Capita spesso che lo sport non sia solo un gioco. Mercoledì 30 Marzo si è tenuta a Mohal, Punjab, la semifinale dei mondiali di cricket tra India e Pakistan. Più di un miliardo di telespettatori hanno assistito alla cosiddetta “guerra senza armi”, che ha letteralmente paralizzato i due Paesi per tutta la durata della partita, otto ore. Il match, da cui è uscita vincitrice l’India, ha riportato a galla le antiche tensioni di un conflitto irrisolto

QUANTO CONTA IL CRICKET – Frammentata in una miriade di religioni, la popolazione indiana è unita dal cricket, il credo comune. Importato negli anni venti dai colonizzatori inglesi, è sempre stato più che uno sport: era ed è tuttora una prova di forza, il mezzo con cui imporre la propria supremazia. Sulla madrepatria prima, sui Paesi avversari ora.

Per questo, alla vigilia dello scontro, un’atmosfera febbrile aleggiava sul’intero subcontinente. Come se non bastasse, si trattava del primo scontro giocato sul suolo di uno dei due Paesi dagli attentati di Mumbai del 2008, nei quali l’India ha sempre visto lo zampino dell’eterno nemico. Nella semifinale del 30 Marzo, dunque, non si giocava solo l’accesso alla semifinale contro lo Sri Lanka, ma anche l’ennesima battaglia di una guerra antica come i due Paesi stessi.

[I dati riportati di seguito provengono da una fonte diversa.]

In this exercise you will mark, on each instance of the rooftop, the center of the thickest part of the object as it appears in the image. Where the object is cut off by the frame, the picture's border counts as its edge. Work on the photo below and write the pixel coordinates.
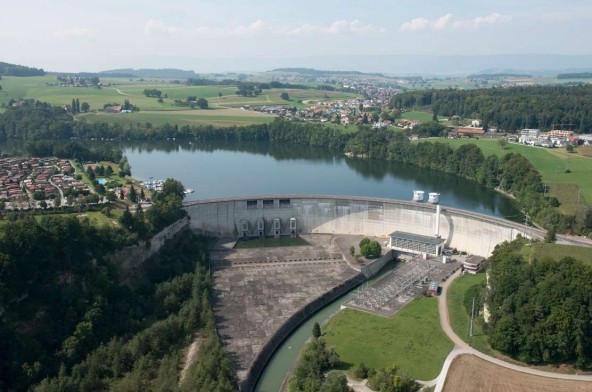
(417, 237)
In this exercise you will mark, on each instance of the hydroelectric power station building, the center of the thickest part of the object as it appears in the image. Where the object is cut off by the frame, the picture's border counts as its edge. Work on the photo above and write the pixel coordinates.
(283, 215)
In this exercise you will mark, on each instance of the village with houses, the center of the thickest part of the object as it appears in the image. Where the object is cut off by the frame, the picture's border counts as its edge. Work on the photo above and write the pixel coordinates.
(37, 182)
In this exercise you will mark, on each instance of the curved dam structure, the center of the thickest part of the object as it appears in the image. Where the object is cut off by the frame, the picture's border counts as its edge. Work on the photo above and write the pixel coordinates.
(261, 297)
(279, 215)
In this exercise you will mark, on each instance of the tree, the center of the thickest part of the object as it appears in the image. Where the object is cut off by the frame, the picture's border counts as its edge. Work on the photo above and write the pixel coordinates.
(316, 330)
(90, 173)
(202, 103)
(364, 241)
(371, 249)
(551, 235)
(127, 219)
(132, 196)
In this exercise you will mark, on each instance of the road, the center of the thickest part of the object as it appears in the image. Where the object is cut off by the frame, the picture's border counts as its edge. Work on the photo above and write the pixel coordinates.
(461, 347)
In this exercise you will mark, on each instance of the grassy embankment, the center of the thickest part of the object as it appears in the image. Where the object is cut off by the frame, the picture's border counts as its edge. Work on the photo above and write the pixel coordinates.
(460, 319)
(572, 189)
(556, 252)
(223, 110)
(411, 339)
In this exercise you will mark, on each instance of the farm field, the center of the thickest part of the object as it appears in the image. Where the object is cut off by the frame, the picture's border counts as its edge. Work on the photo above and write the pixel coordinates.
(469, 373)
(116, 90)
(218, 117)
(412, 339)
(416, 115)
(572, 189)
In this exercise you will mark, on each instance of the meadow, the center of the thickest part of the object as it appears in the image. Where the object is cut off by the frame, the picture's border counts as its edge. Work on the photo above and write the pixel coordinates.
(224, 104)
(573, 189)
(412, 339)
(460, 320)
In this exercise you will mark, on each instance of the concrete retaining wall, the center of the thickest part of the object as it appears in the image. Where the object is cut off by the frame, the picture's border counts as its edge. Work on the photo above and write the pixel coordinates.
(464, 230)
(374, 267)
(131, 258)
(290, 325)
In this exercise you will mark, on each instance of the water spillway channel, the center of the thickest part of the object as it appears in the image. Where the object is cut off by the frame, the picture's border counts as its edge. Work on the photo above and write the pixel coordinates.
(285, 356)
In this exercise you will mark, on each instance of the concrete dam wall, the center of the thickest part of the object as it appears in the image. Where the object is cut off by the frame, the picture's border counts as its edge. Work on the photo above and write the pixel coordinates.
(274, 215)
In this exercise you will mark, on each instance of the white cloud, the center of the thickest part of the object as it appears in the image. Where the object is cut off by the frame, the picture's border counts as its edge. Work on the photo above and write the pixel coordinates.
(337, 27)
(480, 21)
(259, 27)
(159, 27)
(73, 33)
(448, 21)
(253, 28)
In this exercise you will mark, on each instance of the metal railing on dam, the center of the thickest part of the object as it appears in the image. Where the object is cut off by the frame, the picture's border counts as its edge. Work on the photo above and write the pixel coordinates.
(274, 215)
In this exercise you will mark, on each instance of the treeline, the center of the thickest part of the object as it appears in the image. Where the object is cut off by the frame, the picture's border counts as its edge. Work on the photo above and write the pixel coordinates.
(512, 173)
(32, 120)
(498, 76)
(575, 75)
(315, 360)
(511, 108)
(541, 312)
(68, 320)
(314, 371)
(7, 69)
(72, 150)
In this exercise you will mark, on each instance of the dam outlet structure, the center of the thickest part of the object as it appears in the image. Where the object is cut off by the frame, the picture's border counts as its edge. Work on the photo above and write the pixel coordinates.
(260, 296)
(285, 215)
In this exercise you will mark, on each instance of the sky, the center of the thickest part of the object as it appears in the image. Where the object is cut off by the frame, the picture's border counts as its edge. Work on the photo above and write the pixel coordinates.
(241, 35)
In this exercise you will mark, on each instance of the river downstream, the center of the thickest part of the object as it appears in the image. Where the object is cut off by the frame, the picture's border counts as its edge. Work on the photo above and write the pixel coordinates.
(216, 170)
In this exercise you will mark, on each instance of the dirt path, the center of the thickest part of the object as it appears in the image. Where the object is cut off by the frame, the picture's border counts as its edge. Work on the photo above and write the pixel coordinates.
(359, 386)
(471, 374)
(461, 347)
(190, 357)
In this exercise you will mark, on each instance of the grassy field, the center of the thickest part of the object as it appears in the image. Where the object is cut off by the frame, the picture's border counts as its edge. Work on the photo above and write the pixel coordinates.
(421, 116)
(411, 339)
(459, 318)
(557, 252)
(572, 189)
(221, 98)
(219, 117)
(271, 243)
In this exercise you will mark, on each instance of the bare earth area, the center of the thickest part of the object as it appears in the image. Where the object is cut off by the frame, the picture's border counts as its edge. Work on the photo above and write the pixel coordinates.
(257, 290)
(469, 373)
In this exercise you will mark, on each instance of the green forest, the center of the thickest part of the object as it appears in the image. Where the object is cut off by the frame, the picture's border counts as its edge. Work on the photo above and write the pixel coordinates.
(509, 109)
(68, 323)
(19, 70)
(541, 312)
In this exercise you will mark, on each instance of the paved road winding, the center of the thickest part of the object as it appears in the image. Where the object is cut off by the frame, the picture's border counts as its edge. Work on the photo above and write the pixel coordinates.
(461, 347)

QUANTO CONTA IL KASHMIR – La rivalità tra India e Pakistan ebbe inizio immediatamente dopo il crollo dell’Imperialismo coloniale inglese, quando il subcontinente fu diviso nelle due attuali nazioni, destinate ad ospitare rispettivamente Indù e Musulmani. Seguì successivamente una guerra per determinare i confini del Kashmir, confini mai accettati da ambo le parti. La regione, a maggioranza musulmana, è stata teatro di abusi dei diritti umani e (anche di recente) di rivolte popolari, sovente appoggiate dallo Stato pakistano. Da parte sua, invece, nel 1971 l’India aiutò il Pakistan Orientale a ribellarsi e a costituire il Bangladesh. Nonostante alcuni tentativi di porre fine alle tensioni da parte di premier illuminati, il terrorismo si inserì nel lessico del conflitto a partire dagli anni 90. La situazione precipitò ulteriormente il 26 novembre del 2008, quando dieci distinti attentati terroristici colpirono simultaneamente Mumbai, cuore vibrante e capitale finanziaria dell’India, provocando 195 vittime.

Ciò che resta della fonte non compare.